Citation:  Transactions of the ASAE. Vol. 48(4): 1491-1496. (doi: 10.13031/2013.19181) @2005
Authors:   J. C. DeNardo, A. R. Jarrett, H. B. Manbeck, D. J. Beattie, R. D. Berghage
Keywords:   Green roofs, Retention, Roof surface temperature, Stormwater

Green roofs on small 1.8 by 2.4 m buildings consisting of a conventional flat roof covering, a root barrier, a 12 mm thick Enka drainage layer, 89 mm of growth medium, 25 mm of porous expanded polypropylene (PEPP), and Sedum spurium planted 76 mm on center were evaluated to determine their potential to reduce stormwater impacts and roof surface temperatures.

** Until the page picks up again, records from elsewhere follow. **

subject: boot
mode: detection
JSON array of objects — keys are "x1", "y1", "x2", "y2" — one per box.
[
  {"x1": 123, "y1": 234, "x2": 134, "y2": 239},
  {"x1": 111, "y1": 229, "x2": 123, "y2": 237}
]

Hydrology data were collected from three replicate buildings with experimental green roofs, and roof surface temperatures were collected from both green and conventional roofs, each with a 1:12 slope. The green roof media had an average porosity of 55 m3 m-3 and a field capacity of 34 m3 m-3. Rain and roof runoff data collected from seven rains during October and November 2002 showed that the green roofs delayed the start of runoff an average of 5.7 h. The green roofs retained an average of 45% (range 19% to 98%) of the rain from the seven storms evaluated and delayed the peak runoff by 2 h. Roof temperature data collected between April 2002 and February 2003 showed that the green roof maximum surface temperatures averaged 6C higher in the winter and more than 19C lower in the summer. The differences between the average maximum diurnal temperature change at the roof surface averaged 19C during the cooling season (August and September) and 8C during the heating season (October to February).